Cancer is the leading cause of death worldwide. In 2012, around 8,2 million deaths were caused by cancer.¹ Chemotherapy in cancer patients is often accompanied by bone marrow aplasia which manifests as anemia. The choice of therapy for anemia in cancer patients are blood transfusions. In addition, an Erythropoiesis-Stimulating Agent (ESA) can be added which can increase the production of erythrocytes in the bone marrow.^17,18 Increased erythropoeisis process induced by ESA will bind to Erythropoietin Receptor (EpoR) on the erythropoetic cell surface in the bone marrow. In other hand, ESA therapy were still not giving a satisfied result and still lack of data about expression of EpoR. Absolute reticulocyte count (ARC) is a marker of erythrocyte production that is more accurate in distinguishing hypo or hyperproliferative anemia.

Methods

This study was an observational analytic, cross sectional study carried out at the hematology specialty clinic, integrated oncology unit, Department of Internal Medicine, Dr.

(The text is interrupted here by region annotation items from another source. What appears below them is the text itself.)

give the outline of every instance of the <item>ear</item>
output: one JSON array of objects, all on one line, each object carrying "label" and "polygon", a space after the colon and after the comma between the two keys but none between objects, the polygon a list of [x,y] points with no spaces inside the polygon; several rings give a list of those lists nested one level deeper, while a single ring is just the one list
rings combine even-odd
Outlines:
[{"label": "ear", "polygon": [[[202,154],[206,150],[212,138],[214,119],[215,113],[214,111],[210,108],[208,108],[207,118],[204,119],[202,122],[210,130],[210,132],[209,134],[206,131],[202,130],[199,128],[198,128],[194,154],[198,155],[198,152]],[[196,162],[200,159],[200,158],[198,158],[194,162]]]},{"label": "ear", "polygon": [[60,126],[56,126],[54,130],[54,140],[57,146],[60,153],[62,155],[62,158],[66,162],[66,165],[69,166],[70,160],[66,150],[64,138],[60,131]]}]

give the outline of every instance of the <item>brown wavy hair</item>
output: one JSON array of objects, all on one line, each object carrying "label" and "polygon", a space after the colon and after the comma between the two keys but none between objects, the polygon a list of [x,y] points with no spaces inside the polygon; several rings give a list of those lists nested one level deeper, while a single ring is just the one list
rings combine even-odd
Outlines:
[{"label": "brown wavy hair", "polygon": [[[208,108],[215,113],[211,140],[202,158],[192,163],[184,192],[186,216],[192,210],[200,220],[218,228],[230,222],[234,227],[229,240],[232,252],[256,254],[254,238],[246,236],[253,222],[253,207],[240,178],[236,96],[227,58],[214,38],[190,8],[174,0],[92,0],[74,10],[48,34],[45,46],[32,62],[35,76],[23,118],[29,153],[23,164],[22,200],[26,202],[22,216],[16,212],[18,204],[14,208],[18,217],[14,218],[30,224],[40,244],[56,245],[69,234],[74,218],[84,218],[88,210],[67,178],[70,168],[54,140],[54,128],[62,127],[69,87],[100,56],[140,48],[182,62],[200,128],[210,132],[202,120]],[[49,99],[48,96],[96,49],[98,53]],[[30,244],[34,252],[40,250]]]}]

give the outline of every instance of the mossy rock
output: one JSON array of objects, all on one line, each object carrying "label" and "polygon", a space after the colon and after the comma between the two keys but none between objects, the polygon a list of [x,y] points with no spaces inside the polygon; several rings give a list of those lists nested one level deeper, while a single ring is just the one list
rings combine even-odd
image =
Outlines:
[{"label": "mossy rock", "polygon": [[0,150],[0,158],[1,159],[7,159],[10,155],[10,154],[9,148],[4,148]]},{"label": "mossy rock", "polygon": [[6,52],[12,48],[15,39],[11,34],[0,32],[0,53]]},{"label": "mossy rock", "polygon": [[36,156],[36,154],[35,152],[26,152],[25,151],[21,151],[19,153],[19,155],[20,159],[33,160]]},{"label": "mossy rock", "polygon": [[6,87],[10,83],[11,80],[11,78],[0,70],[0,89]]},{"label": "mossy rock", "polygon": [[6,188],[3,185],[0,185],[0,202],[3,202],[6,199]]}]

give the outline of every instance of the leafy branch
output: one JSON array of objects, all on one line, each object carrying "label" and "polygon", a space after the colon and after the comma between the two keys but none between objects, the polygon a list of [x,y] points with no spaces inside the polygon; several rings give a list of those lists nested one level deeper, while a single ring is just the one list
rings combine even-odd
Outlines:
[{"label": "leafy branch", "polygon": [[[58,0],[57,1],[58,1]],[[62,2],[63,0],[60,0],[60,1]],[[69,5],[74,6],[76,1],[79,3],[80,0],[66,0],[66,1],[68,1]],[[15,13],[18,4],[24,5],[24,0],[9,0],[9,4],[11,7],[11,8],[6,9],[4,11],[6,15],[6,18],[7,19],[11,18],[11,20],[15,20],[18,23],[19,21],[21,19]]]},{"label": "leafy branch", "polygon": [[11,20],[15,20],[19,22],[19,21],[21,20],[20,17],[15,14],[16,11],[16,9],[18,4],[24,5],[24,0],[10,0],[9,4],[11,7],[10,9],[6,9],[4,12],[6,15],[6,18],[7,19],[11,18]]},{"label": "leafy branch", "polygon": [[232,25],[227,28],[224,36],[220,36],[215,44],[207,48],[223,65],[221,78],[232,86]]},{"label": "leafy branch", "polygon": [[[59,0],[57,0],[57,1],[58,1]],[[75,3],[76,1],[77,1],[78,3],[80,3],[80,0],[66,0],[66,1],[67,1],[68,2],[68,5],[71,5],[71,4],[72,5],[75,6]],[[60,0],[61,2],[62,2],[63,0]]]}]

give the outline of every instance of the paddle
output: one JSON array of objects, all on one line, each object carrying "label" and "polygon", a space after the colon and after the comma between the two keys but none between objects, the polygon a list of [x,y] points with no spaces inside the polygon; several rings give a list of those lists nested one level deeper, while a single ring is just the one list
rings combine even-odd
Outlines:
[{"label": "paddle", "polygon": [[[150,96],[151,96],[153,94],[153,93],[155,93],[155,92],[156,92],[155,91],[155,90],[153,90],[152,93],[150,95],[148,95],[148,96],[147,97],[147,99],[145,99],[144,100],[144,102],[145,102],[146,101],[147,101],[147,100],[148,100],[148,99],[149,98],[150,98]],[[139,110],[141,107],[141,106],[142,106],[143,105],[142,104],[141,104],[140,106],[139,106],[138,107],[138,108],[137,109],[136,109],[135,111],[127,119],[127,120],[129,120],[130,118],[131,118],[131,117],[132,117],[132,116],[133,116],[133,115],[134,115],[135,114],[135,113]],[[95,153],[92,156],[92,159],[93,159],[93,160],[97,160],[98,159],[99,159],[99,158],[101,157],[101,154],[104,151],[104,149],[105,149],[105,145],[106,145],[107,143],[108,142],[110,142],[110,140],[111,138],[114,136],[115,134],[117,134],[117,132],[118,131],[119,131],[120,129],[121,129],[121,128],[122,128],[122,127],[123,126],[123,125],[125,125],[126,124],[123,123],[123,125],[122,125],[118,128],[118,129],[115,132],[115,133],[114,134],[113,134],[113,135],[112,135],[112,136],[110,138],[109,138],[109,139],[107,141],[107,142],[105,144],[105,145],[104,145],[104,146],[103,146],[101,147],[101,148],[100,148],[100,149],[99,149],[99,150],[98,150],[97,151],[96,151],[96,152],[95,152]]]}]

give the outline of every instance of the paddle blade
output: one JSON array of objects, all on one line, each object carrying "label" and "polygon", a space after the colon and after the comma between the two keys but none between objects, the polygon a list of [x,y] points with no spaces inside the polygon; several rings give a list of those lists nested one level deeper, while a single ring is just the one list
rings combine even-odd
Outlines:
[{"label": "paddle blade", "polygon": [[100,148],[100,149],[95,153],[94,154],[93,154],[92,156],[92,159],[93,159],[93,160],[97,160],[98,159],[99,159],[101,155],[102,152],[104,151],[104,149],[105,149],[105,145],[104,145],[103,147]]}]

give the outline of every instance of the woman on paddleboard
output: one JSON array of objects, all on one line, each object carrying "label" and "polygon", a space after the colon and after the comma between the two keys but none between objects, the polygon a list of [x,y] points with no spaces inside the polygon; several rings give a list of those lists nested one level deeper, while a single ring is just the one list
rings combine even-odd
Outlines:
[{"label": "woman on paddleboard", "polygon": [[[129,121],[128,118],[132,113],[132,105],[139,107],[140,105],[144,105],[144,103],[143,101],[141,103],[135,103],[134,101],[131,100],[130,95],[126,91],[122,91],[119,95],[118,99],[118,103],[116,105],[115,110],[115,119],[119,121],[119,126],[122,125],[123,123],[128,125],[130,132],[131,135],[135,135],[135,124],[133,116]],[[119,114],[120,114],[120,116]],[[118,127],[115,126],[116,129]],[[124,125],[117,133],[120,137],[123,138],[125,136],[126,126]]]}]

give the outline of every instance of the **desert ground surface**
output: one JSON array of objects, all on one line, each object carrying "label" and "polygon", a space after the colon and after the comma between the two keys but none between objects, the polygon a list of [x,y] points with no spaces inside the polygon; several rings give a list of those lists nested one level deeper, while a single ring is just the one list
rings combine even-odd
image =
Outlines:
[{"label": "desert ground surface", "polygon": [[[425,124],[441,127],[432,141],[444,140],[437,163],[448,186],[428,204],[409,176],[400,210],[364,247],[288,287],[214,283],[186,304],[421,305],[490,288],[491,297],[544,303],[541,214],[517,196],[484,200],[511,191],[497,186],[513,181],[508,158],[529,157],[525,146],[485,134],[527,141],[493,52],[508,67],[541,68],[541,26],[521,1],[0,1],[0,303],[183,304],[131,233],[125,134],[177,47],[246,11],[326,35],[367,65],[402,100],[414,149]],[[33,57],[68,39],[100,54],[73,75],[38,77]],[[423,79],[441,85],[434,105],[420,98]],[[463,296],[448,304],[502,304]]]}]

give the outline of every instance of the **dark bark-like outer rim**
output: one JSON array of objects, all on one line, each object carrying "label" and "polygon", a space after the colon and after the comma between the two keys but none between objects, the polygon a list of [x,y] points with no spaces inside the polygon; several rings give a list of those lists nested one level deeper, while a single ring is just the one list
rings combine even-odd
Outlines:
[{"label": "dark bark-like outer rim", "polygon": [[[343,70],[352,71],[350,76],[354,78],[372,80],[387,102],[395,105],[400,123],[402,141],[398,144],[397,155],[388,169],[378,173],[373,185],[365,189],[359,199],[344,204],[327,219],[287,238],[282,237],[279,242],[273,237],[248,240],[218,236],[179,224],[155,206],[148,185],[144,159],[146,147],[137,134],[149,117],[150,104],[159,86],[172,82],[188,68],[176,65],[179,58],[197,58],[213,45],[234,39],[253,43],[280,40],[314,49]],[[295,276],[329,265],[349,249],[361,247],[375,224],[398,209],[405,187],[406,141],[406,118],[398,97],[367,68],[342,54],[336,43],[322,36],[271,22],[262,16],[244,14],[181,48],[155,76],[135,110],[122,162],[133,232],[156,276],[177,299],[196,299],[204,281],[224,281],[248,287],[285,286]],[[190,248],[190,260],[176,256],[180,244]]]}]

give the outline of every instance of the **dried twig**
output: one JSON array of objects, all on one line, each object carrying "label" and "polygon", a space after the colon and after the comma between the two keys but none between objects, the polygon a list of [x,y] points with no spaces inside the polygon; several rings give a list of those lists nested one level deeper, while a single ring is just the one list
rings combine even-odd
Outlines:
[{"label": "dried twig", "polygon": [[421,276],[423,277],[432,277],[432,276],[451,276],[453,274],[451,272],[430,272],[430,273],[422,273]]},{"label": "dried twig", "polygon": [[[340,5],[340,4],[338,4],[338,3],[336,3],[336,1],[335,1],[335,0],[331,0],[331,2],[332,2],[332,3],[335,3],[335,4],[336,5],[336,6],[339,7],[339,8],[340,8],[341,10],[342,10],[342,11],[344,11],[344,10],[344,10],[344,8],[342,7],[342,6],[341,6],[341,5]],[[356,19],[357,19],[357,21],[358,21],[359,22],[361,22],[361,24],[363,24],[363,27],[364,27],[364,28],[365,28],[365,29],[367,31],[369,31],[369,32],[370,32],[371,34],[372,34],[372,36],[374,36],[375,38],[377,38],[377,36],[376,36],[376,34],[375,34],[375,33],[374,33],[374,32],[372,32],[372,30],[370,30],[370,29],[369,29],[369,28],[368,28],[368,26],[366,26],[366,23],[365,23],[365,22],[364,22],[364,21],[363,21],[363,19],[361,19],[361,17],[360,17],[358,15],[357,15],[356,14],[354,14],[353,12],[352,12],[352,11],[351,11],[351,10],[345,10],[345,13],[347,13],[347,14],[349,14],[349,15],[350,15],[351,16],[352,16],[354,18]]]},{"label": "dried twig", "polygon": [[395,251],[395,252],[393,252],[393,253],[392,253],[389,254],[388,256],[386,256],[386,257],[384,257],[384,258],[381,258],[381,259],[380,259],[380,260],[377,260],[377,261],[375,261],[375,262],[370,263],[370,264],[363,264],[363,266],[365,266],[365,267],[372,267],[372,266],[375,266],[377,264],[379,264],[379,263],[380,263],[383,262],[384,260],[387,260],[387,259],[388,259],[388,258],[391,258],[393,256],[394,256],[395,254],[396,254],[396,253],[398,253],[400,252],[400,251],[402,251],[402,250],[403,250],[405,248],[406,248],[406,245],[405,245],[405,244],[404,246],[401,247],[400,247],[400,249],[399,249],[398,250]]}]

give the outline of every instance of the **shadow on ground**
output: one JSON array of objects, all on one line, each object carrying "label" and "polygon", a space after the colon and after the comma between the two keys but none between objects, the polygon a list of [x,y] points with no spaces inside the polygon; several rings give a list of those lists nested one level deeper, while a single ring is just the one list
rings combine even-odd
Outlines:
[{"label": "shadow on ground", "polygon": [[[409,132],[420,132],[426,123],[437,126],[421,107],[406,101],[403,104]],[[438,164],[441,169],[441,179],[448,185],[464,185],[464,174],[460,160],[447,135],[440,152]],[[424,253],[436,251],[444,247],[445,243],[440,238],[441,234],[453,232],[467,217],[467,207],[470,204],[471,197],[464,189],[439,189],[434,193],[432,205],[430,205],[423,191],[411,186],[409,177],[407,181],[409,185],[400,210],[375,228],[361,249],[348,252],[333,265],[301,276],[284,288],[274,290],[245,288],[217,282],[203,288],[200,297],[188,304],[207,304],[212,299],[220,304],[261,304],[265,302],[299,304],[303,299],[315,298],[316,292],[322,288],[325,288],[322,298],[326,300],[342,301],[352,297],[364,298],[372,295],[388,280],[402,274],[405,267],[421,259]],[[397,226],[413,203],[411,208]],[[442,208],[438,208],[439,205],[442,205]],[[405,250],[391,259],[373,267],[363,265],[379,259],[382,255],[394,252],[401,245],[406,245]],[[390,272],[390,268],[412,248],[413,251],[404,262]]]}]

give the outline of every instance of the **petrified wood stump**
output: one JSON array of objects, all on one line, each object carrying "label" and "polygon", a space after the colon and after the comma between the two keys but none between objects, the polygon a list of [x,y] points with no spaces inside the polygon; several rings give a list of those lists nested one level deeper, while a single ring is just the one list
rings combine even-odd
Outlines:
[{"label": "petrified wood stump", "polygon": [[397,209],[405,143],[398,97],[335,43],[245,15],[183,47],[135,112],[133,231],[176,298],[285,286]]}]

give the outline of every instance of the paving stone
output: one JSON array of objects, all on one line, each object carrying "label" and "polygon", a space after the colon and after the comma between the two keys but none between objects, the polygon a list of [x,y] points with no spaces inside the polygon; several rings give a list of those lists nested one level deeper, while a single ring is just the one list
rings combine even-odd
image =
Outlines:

M. Djamil Padang Hospital for 6 months. A sample of 30 patients who met the inclusion and exclusion criteria. Initial screening for potential subjects was carried out, the research protocol was explained and informed consent was requested.

Results

There is a decrease of EpoR expression (8481,33±5364,46 copies/uL) compared to normal value (34-3000 x 10³ copies/uL). There is also a decrease of ARC (27,97±9,24 x10⁹/L) compared to normal value (50-100 x10⁹/L). Positive correlation was found between EpoR expression and ARC. In the statistical test using the Pearson test it was found that the correlation was significant (p < 0.05) with very strong gradations (r = 0.819).

Conclusions

There is a decrease the average of EpoR expression in patient with anemia related chemotherapy and significant positive correlation with a very strong gradation between EpoR expression and ACR .

Clinical trial identification

Editorial acknowledgement

Legal entity responsible for the study

Division of Hematology and Medical Oncology, Internal Medicine Department, Dr. M. Djamil General Hospital, Padang, Indonesia.

Funding

Has not received any funding.

Disclosure

The author has declared no conflicts of interest.